Anglican priest Malusi Mpumlwana had earlier said it was difficult, sometimes, to forgive, as conference co-chairman Frank Chikane had said and several black clergymen who had been imprisoned and tortured agreed with.
Tutu told the conference: “God has brought us to this moment, and I just want to say to you, I am deeply humbled, and I speak only for myself. I cannot, when someone says, ‘Forgive me’, say ‘I do not.’
Our brothers in the DRC came to me and said, “It is going to be up to us to show the genuineness of what we have said, in actions.”
But forgiveness and the reconciliation sought is not so simple and reflects the graver issues to be dealt with Institute for Contextual Studies director Smangaliso Mkhatshwa, SACC president Khoza Mgojo and many others said there could be no reconciliation without justice. The words used were “restitution” and “reparation” – but the resounding cry was “give the land back to the people”.
Potgieter was asked if the DRC’s desire for reconciliation and restitution involved land. He said the DRC in principle supported a bill of rights, but land was not specifically mentioned.

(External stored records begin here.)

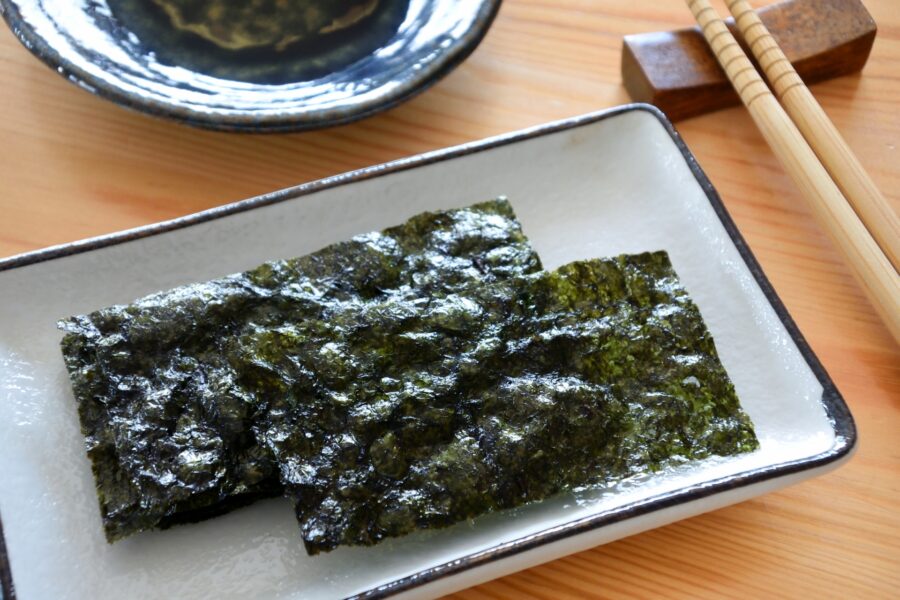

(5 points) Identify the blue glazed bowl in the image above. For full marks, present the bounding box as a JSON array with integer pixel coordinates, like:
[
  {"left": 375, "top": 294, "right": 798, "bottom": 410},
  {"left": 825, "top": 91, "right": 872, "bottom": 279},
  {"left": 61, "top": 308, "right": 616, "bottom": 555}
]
[{"left": 0, "top": 0, "right": 501, "bottom": 132}]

DRC sister churches, the “coloured” Dutch Reformed Mission Church, and the DRC in Africa, looked on in bitterness. The white church had consistently refused to form one united church.
“This confession means Andries Treurnicht and Carel Boshoff have confessed their sins,” said the Mission Church assessor Rev Russel Botman. “I want to hear them say that.”
But others in the gathering wanted to give the DRC a chance. Mkhatshwa and Mpumlwana – both victims of torture and imprisonment — warned journalists not to be too euphoric about the confession, but not to lose sight of the 1 sensitivity of the moment either.
Yesterday, Rhema pastor Ray McCauley said on behalf of Rhema and a number of other fundamentalist churches: “We confess that our silence in these areas was in fact a sin and that our failure to act decisively against all forms of apartheid made us party to an inhuman political ideology.
Anti-apartheid cleric Beyers Naude thanked Jonker for his confession but was not so generous to the DRC, saying it needed to address specific problems.
There was a smaller miracle in the DRC family. The delegations, who had sat separately and until Wednesday had not addressed a single word to one another were forced to talk. And they will be meeting again early in December.